By Karen Gleason
Val Verde County Judge Lewis G. Owens Jr. has declared a local state of disaster because of the county’s ongoing immigrant crisis.
Owens filed the disaster declaration Friday after Val Verde County Commissioners Court approved it May 3.
Owens said in an interview Friday he followed the lead of other regional county judges, especially County Judge Tully Shahan of neighboring Kinney County, who have filed similar disaster declarations for their own counties.
“The health, life and property of the residents of Val Verde County is under an imminent threat of disaster from the human trafficking occurring on our border with Mexico. The ongoing border crisis has resulted in thousands of immigrants invading Val Verde and overwhelming our local, state and federal law enforcement,” the declaration reads.
“The continual violation of our sovereignty and territorial integrity has resulted in the loss of thousands of dollars to residents of Val Verde and by the end of our fiscal year will cost the county over a half a million dollars,” the declaration continues.
Owens on Friday told the 830 Times the financial impact to Val Verde County will come largely as the result of the increased numbers of human smugglers being jailed by county and state law officers.
“We had a conversation in the beginning of March with the sheriff, and what we were seeing was the amount of people the Texas Department of Public Safety, the troopers, were catching. The immigrants we can send to Border Patrol, but we get to keep the smugglers, so we started putting numbers together and the way the county’s contract works with the jail, we get so many beds, and after that we have to pay for them,” Owens explained.
He said 110 beds at the county detention facility, operated by the GEO Group, are allotted for local, county and state prisoners.
“After that we pay a fee for each prisoner, so we were running in the 132 to 137 range, and it’s gone higher, since the beginning of March,” he said.
“So I took an average of about 25 (over the 110 allotment), and calculated it from the beginning of March, and with the dollars that we pay and the dollars that we lose because I don’t get to let GEO use (those beds), not only was I not getting the money from GEO, now I’m having to pay. We ran the numbers . . . and through the end of the fiscal year, I’m looking at $30,000 short of half a million (dollars),” Owens said.
“The governor’s brought more troopers to our area, and they’re doing such a good job, but at the end of the day, it’s costing me more money,” he added.
Owens said since the beginning of March, the county sheriff’s office has dealt with more than 1,000 immigrants. As an example, he said, on Wednesday, sheriff’s office deputies waited with a group of 88 individuals.
Owens said the emergency declaration is “a cry for help.”
“The declaration was written because we’re going to need help, and by help, I mean money. At the end of the day, it’s all about the money,” Owens said.
“We need help. It’s as simple as that, and on their side, the state needs to ask to federal government for help.

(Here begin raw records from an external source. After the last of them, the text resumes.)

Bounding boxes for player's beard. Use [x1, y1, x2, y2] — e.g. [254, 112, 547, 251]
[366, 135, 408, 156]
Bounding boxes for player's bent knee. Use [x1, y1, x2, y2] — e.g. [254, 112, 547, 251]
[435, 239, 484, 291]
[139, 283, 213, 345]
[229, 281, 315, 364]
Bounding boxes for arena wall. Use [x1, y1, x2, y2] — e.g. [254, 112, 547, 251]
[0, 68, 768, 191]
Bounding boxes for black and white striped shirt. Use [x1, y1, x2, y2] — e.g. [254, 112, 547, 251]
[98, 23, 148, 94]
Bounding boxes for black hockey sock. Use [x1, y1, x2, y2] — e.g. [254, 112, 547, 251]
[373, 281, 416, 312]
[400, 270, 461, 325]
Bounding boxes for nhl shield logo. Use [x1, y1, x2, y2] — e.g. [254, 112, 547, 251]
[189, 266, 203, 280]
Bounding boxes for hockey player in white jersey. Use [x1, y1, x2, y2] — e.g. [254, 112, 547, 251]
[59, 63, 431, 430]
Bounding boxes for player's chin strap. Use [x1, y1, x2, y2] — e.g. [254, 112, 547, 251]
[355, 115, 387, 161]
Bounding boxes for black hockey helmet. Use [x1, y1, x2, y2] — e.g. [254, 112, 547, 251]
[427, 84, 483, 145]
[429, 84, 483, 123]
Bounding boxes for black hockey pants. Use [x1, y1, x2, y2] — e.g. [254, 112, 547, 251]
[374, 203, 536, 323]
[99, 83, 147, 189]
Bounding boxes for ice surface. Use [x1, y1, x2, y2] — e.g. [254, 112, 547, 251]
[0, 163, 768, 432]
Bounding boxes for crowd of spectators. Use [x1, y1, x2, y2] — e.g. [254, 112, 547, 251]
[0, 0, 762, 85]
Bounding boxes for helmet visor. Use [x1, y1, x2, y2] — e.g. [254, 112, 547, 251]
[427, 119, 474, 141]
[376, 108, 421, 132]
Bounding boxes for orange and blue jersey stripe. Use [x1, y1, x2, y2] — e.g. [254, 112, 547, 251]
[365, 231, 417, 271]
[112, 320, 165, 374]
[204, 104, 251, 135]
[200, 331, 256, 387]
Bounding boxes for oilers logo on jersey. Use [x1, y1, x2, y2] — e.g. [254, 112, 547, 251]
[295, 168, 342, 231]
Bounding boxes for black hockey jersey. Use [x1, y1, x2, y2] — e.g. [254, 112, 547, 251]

Me asking the federal government, I don’t carry such a big stick, but Texas as a whole does, and the governor needs to ask for help,” he said.
Owens said the persons arrested by DPS troopers would also cost the county more money as the cases against them work their way through the local criminal justice system.
“It’s just a snowball effect,” he said.
“It’s a crisis, and if people don’t believe that, they need to come down here,” Owens said.
“I try to simplify stuff, and I know you can’t fix a leak when the water’s still running. If you stop them or send them back, you can try to develop a policy, but what we’re doing right now, in my humble opinion as the county judge, you can’t fix the problem when we’re letting so many people in. It’s just not possible. You’re trying to send people back who have been here for 10, 15, 20 years, but yet the other door is letting more and more people in. It just doesn’t make sense. You’ve got to turn the water off and then fix the leak,” he said.